Left, right & the euro
Varun Chandra’s post raises a question: could it be that, in Britain at least, the left and right’s attitudes to the euro are the wrong way round?
To see what I mean, imagine - which is not certain - that we eventually get a short-term fix for the debt crisis, whereby the fiscal compact (pdf) finally causes the ECB to buy sufficient bonds to reduce yields. (Nobody other than Lutheran masochists seriously thinks that fiscal restraint alone is sufficient). Even if we get this fix, the longer-term problem remains: how will southern European nations be able to grow, given that they are lumbered with both over-valued currencies and fiscal constraint?
One possibility, and the reason why technocrats have taken charge of Greece and Italy, lies in supply-side reforms. Relaxing employment protection and reforming public sectors might allow the private sector to grow.
And it’s here that left and right attitudes are the wrong way round.
A standard rightist answer here might be: “fiscal policy was always a weak tool anyway, and supply-side policies do raise growth, so maybe the euro can survive.” Leftists, by contrast, think the end of activist fiscal policy is a serious loss but are sceptical about supply-side policies, so they should be more pessimistic about the euro’s chances of survival.
But this is not how things actually are. The noisiest forecasts of the euro’s failure come from the right, whilst the left are generally either silent or more confident of its survival. This is the mirror image of what one might expect. Why the difference?
One possibility is that the right’s elasticity optimism causes it to believe that floating exchange rates are a good and powerful thing, whilst the left’s scepticism about the efficacy of free markets leads it to deny this and accept the feasibility of a single currency. Another possibility - which I’m less sure about - is that the right has valued national sovereignty more highly than the left and so thought its loss more grievous.

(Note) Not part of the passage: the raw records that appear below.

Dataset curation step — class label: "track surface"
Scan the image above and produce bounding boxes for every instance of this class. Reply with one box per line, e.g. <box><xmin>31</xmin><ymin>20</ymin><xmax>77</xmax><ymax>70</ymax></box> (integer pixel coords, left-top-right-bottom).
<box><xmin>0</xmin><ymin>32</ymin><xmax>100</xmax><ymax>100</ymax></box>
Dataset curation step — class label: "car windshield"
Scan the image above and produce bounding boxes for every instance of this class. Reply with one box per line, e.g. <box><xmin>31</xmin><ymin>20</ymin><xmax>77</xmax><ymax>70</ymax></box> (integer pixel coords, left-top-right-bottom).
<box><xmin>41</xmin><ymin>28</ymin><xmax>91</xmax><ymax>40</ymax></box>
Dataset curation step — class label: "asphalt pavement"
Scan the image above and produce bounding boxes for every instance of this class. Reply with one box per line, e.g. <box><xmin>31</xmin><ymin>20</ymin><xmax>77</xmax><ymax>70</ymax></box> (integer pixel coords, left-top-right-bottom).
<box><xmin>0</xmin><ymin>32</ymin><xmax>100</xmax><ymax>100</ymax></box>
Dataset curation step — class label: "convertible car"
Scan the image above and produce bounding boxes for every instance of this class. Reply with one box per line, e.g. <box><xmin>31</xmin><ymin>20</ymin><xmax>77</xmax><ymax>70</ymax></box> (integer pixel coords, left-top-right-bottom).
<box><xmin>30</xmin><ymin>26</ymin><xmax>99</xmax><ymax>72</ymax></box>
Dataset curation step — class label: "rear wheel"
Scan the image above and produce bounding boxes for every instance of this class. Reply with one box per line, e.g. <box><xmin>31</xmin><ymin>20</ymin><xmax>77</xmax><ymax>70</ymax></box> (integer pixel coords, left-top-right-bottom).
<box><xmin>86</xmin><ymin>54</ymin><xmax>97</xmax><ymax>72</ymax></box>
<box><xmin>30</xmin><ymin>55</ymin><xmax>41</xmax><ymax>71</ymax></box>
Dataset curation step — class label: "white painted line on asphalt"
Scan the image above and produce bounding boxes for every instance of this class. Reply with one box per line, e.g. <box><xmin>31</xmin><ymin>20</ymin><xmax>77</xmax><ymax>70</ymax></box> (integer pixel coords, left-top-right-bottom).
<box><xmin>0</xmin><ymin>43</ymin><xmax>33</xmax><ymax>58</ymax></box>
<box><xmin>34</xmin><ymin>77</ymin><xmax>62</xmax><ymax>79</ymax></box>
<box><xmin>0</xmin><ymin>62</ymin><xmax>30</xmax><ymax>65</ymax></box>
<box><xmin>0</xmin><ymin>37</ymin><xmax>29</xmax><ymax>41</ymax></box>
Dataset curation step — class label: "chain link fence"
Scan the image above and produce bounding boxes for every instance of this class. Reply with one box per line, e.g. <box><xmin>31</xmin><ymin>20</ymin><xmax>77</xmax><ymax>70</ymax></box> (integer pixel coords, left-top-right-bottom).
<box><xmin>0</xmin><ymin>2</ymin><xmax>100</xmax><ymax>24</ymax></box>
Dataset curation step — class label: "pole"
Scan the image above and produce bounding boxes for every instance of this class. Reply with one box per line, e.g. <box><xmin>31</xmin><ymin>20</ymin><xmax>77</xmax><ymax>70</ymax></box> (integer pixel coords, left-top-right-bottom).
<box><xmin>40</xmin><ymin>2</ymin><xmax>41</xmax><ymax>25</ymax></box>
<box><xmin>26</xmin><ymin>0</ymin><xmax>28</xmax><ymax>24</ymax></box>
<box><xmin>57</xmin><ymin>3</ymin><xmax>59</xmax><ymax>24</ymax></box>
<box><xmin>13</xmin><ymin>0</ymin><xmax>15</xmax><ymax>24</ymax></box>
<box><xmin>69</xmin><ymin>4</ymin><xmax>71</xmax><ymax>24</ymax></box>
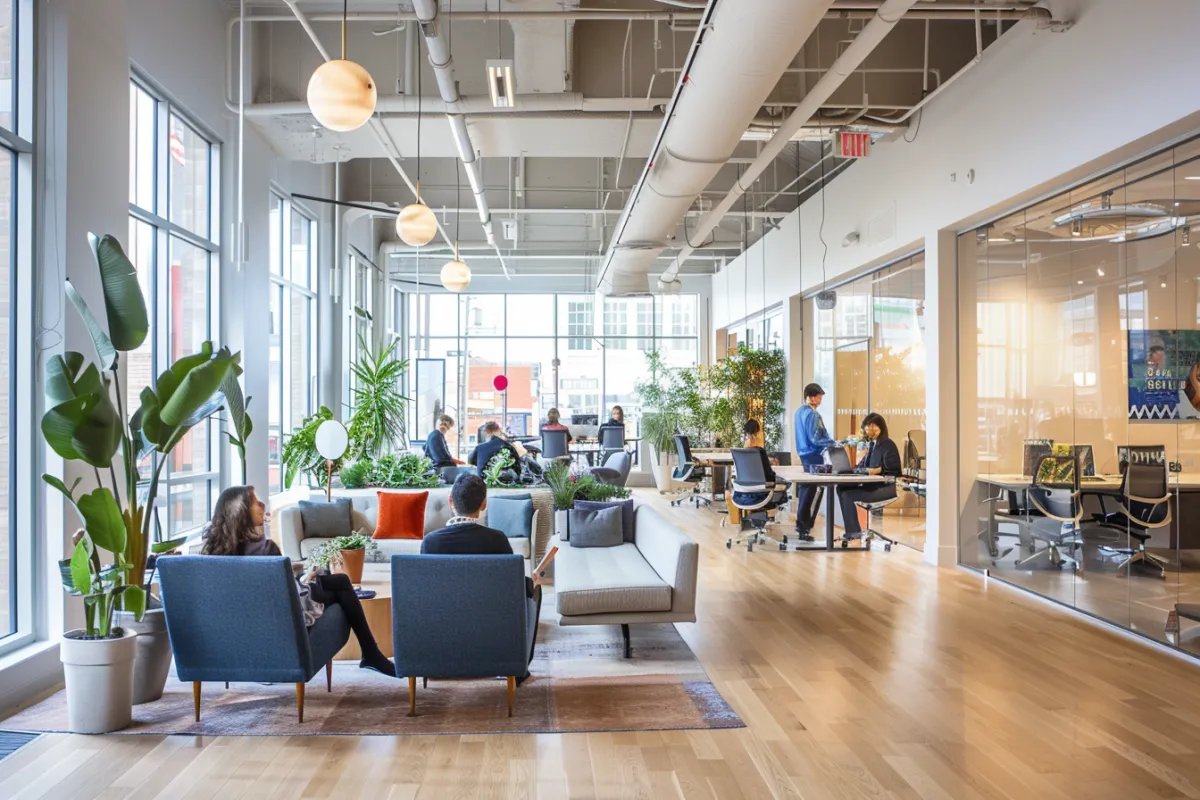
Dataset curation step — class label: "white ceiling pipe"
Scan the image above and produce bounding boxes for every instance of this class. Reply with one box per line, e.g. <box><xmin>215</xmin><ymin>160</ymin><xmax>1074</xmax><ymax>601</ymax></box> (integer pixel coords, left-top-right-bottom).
<box><xmin>598</xmin><ymin>0</ymin><xmax>833</xmax><ymax>293</ymax></box>
<box><xmin>661</xmin><ymin>0</ymin><xmax>916</xmax><ymax>281</ymax></box>
<box><xmin>413</xmin><ymin>0</ymin><xmax>508</xmax><ymax>273</ymax></box>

These factors might have been pretty much the limit of the British left and right attitudes to the euro for a long time. But they no longer are. I suspect, therefore, that the British left might - and should - therefore become increasingly sceptical about the viability of the euro in the long-run, even if it does survive in the short-term. Whether anyone gives a damn about the opinion of the British left on this issue is, though, another matter.